Tal situação acontece em residências de até 500 metros do cemitério. 

Segundo Lucas, recentemente, na vizinhança, um escorpião, que estava dentro de uma bota, picou um homem quando ele foi calçá-la. Lucas relatou também que um desses animais peçonhentos foi encontrado embaixo do travesseiro de um recém-nascido há cerca de dois meses.  
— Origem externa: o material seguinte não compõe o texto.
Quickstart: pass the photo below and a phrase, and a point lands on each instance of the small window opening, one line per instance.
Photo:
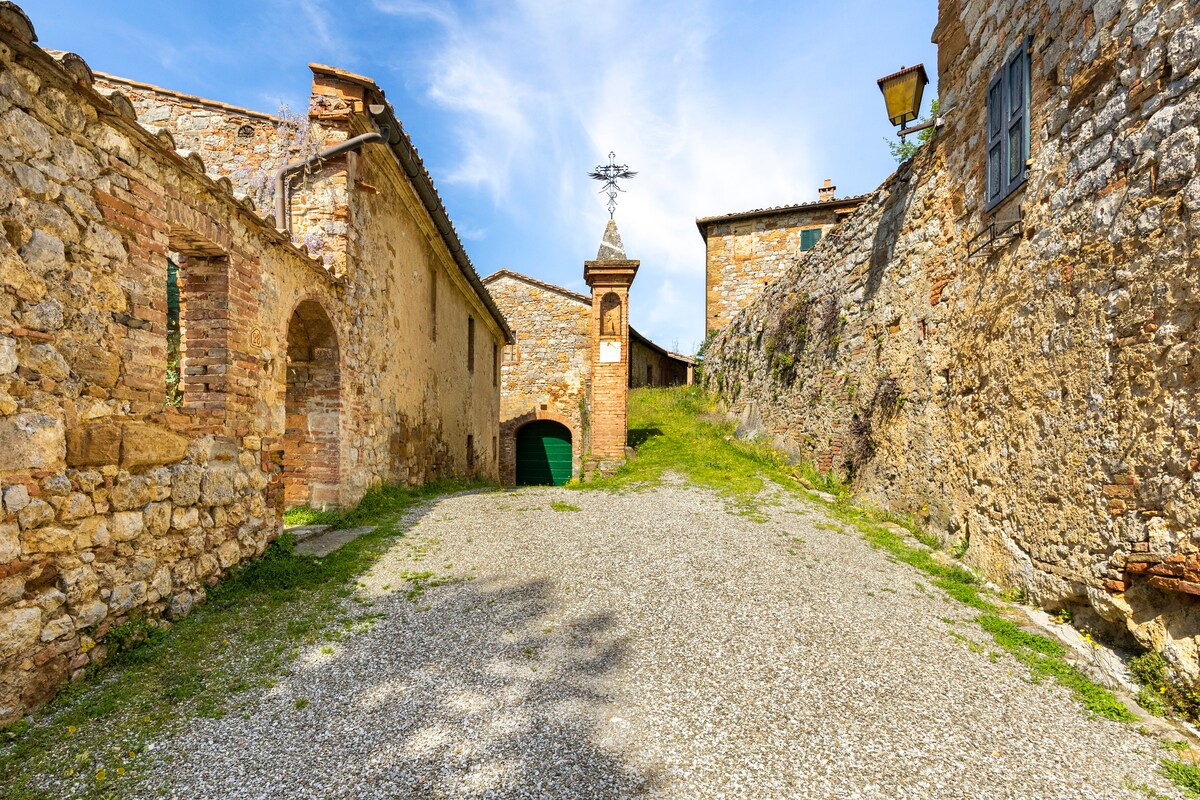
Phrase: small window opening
(471, 343)
(174, 337)
(809, 239)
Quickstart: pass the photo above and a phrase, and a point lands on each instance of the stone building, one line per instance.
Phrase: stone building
(546, 372)
(174, 368)
(749, 250)
(1003, 338)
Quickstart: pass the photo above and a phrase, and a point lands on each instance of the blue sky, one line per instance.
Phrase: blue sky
(720, 106)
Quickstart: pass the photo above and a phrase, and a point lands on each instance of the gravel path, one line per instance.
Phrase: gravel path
(657, 644)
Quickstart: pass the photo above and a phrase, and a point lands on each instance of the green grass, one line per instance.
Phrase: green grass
(91, 737)
(1187, 776)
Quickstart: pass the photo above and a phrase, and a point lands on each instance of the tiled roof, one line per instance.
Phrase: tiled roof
(815, 205)
(583, 299)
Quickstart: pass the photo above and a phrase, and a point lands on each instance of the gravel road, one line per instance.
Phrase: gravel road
(657, 644)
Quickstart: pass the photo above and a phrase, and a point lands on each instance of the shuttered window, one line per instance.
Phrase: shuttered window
(1008, 126)
(809, 239)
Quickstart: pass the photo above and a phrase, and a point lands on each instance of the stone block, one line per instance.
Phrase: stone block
(150, 445)
(126, 596)
(31, 440)
(157, 518)
(16, 498)
(126, 525)
(90, 614)
(217, 487)
(48, 540)
(79, 583)
(94, 445)
(58, 627)
(229, 553)
(19, 629)
(10, 542)
(130, 493)
(185, 486)
(36, 513)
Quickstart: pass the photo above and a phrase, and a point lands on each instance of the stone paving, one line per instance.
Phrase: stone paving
(657, 644)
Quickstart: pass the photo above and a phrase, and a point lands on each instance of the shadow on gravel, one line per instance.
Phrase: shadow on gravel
(473, 690)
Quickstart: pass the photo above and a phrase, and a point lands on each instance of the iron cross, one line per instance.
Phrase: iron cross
(610, 174)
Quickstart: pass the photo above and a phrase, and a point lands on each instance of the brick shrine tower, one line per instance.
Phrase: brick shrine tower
(610, 277)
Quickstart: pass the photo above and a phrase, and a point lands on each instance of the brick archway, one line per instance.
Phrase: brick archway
(509, 443)
(312, 409)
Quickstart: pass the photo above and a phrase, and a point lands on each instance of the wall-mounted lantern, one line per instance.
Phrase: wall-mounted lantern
(903, 92)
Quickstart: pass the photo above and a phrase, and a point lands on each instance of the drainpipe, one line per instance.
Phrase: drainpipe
(282, 220)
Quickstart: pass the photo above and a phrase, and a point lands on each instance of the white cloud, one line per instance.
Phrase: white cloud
(541, 91)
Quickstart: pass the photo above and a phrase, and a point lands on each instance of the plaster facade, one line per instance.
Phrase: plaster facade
(303, 378)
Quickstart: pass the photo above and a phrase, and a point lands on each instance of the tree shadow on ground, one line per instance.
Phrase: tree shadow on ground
(472, 690)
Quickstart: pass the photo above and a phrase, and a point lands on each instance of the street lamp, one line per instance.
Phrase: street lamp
(901, 92)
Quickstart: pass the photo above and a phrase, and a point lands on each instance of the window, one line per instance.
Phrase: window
(1008, 126)
(433, 304)
(471, 343)
(174, 337)
(511, 354)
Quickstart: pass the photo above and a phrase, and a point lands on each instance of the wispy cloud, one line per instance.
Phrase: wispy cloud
(541, 91)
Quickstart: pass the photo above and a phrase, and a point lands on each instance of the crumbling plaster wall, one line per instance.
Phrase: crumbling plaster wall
(1038, 400)
(114, 503)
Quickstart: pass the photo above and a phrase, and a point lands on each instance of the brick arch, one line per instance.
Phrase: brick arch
(509, 443)
(312, 408)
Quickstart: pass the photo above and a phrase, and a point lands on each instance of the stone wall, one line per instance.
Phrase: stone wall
(745, 252)
(294, 378)
(1036, 398)
(652, 366)
(545, 376)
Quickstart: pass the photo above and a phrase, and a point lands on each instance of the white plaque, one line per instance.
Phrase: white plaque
(610, 353)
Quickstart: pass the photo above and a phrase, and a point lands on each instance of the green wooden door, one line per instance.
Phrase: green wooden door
(544, 453)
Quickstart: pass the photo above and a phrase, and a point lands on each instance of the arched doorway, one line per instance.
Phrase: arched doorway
(313, 410)
(544, 453)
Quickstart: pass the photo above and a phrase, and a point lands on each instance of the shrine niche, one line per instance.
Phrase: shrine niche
(610, 314)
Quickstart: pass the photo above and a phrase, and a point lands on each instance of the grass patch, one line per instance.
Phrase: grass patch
(245, 636)
(1187, 776)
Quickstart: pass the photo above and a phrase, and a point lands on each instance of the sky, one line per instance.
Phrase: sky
(720, 106)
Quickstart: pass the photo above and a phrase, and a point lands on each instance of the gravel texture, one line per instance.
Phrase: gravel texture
(657, 644)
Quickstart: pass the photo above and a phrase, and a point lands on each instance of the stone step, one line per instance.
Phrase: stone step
(325, 543)
(306, 531)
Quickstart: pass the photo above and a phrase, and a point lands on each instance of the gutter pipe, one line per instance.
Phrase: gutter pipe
(282, 221)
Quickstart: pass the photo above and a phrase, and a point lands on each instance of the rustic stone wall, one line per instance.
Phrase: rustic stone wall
(294, 379)
(1037, 398)
(747, 252)
(545, 376)
(651, 366)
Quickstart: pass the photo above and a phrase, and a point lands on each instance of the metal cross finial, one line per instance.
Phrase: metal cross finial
(610, 174)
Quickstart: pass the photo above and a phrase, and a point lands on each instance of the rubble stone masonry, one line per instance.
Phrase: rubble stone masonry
(295, 378)
(1037, 398)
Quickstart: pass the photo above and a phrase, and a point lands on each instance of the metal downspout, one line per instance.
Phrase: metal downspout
(282, 220)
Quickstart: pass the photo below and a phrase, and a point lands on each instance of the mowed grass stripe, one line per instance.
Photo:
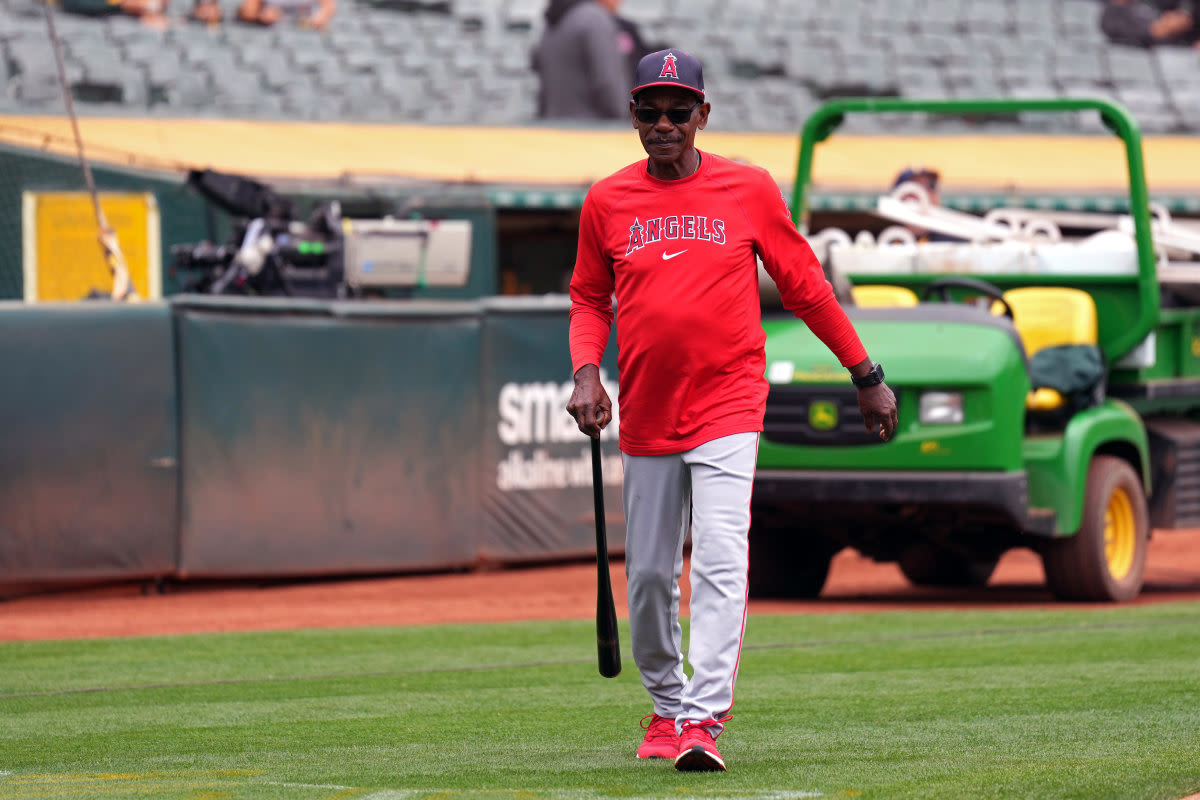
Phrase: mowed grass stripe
(1041, 630)
(1060, 703)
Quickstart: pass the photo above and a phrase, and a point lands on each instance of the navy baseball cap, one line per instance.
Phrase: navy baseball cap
(913, 173)
(669, 67)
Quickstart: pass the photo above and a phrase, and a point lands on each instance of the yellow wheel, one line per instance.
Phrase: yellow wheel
(1105, 559)
(1120, 534)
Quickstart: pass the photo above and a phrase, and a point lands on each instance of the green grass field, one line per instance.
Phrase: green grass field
(1072, 703)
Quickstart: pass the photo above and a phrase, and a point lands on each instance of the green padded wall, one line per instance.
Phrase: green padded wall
(88, 461)
(537, 464)
(328, 438)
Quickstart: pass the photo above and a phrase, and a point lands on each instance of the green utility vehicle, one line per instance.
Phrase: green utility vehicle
(1047, 370)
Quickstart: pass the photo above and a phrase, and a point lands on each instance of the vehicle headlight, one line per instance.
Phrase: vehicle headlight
(941, 408)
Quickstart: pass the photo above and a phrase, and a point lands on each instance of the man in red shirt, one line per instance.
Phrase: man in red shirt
(676, 238)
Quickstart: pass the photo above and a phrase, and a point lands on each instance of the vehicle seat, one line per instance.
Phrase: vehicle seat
(1049, 317)
(882, 296)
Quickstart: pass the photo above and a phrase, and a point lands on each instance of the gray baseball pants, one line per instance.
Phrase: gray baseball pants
(707, 489)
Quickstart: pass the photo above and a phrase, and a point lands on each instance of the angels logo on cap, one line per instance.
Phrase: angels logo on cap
(670, 67)
(669, 70)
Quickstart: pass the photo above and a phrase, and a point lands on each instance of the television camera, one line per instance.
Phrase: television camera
(271, 252)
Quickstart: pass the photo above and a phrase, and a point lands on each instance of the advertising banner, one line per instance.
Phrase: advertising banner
(537, 464)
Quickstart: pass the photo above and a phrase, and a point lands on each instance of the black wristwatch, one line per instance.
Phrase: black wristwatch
(874, 378)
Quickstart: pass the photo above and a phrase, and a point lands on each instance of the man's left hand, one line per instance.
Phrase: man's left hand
(877, 405)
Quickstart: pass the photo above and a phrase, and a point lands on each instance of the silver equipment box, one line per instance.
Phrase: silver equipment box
(407, 252)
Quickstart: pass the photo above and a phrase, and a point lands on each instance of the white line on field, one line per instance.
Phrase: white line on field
(574, 794)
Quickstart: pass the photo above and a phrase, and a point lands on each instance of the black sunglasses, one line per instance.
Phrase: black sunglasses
(676, 115)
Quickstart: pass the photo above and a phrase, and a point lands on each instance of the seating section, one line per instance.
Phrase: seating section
(881, 295)
(768, 62)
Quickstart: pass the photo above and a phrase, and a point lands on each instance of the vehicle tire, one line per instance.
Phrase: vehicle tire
(928, 565)
(786, 563)
(1107, 559)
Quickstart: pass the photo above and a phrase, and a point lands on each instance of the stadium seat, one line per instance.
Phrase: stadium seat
(882, 296)
(807, 48)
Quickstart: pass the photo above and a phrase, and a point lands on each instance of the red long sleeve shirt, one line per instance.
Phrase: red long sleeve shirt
(679, 256)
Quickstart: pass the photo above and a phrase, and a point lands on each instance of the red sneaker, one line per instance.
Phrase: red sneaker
(697, 750)
(661, 740)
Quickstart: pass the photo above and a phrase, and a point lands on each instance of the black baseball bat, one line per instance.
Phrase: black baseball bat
(607, 638)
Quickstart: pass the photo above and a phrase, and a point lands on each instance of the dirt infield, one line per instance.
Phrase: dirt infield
(520, 594)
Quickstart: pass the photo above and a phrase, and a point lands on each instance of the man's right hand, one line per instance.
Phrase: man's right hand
(589, 402)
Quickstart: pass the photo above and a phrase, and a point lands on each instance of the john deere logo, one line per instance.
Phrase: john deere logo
(823, 415)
O morador escreveu a seguinte mensagem na rede Facebook: “A gente conversa, a gente pede, a gente solicita, a gente protocola, a gente tem paciência e faz tudo do jeito certo, mas não temos nenhum êxito. Eu juro que não sei mais o que fazer. Até quando, senhor prefeito, que as incompetências sua e de seus subordinados vão? Será que é preciso fazer as coisas da forma errada para dar certo? Eu já estou cansado dessa situação e vocês só vêm com panfletos e conversa mole ‘pro’ lado da gente (…). Quanto desrespeito! Será que isso não é um problema grave?”

Em entrevista, Lucas disse que moradores criam galinhas-d’Angola para combater os escorpiões. “Se não fossem elas, teríamos até mais problemas”, acredita ele.

Ainda de acordo com Lucas, escorpiões sempre existiram na área do cemitério, mas de quatro anos para cá, o problema se agravou. “Em três meses, matei mais de 40 escorpiões. Antes, aparecia um a cada cinco anos”, afirmou.

Lucas acredita que o problema é que a Prefeitura não vem combatendo as baratas (alimentos dos escorpiões) de maneira satisfatória. “Os funcionários públicos vêm aqui de dia, dão uma olhada e vão embora, quando na verdade os escorpiões aparecem mais à noite”.   

Por meio do vereador de oposição Ricardo Oliveira (PSB), o caso será levado (mais uma vez) para ser discutido na Câmara de Vereadores de Itabirito.

Resposta da Prefeitura

Em contato com a Vigilância em Saúde da Prefeitura de Itabirito, a reportagem foi informada de que ações acontecem quinzenalmente na área para tentar controlar aracnídeos e insetos. Segundo a direção da Vigilância em Saúde, um texto está sendo feito para explicar a situação aos moradores da região. Texto esse que deve ser publicado ainda esta semana.